34 patients were randomized into two groups; PS ventilation group and SV group. Premedication and induction were similar in both groups. Patients in PS group were ventilated with Pinsp set to deliver 8 ml/kg VT, keeping ETCO2 between 35 and 45 mmHg. Any episodes of hypoventilation were recorded and corrected by manual support of ventilation.
Upon completion of surgery, time-to-extubate was recorded. Length of PACU stay, agitation and CHEOPS scores, PONV and desaturation episodes were also recorded. Results are presented as mean (SD), median (interquartile range), or number of patients as appropriate. A P value < 0.05 was considered significant.

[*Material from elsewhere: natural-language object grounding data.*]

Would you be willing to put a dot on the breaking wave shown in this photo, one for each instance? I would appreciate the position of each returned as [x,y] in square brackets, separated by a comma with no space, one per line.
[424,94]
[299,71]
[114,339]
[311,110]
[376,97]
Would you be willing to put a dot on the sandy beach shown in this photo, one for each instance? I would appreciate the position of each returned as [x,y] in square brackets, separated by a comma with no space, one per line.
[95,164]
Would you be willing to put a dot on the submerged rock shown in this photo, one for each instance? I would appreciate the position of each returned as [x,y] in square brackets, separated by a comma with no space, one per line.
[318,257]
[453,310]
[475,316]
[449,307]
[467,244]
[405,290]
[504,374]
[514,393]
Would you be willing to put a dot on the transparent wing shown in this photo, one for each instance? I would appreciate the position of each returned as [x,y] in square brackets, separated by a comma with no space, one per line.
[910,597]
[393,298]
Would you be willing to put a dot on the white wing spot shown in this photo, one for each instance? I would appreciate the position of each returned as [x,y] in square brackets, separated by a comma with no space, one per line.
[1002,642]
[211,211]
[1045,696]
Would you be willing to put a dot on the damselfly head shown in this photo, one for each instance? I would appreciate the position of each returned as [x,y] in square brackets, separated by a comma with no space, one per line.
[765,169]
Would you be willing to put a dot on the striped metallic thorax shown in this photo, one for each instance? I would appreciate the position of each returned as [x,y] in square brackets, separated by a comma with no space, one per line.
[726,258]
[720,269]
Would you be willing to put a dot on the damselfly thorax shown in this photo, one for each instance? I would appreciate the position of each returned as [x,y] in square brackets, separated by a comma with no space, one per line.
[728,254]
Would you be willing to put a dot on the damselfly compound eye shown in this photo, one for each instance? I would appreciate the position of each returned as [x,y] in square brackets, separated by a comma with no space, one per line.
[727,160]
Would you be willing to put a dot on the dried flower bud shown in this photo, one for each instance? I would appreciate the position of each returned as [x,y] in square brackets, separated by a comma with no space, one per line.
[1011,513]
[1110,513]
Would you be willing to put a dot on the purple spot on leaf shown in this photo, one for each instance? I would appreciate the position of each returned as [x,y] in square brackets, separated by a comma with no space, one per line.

Extubation time (min) [mean (SD)] was longer in SV group than PS group [7.8 (2.1) vs. 5.5(1.4), P < 0.001]. In the SV group 9 patients had episodes of hypoventilation that necessitated manual assist of ventilation. Pain scores were higher in SV group than PS group. Duration of stay in PACU [mean (SD)] in minutes was longer in SV group than PS group [44.3(7.4) vs. 39.4(5.7), P = 0.02]. All but one patient in the PS group needed postoperative rescue meperidine analgesia. The mean (SD) time needed for rescue meperidine analgesia was 27.1(8.9) in PS group and 21.8(9.4) in SV group (P = 0.04).
PSV carries the advantages of overcoming the effects of narcotics and inhaled anesthetics on spontaneously ventilated adeno-tonsillectomy patients. They suffer less pain and spend less time in the PACU.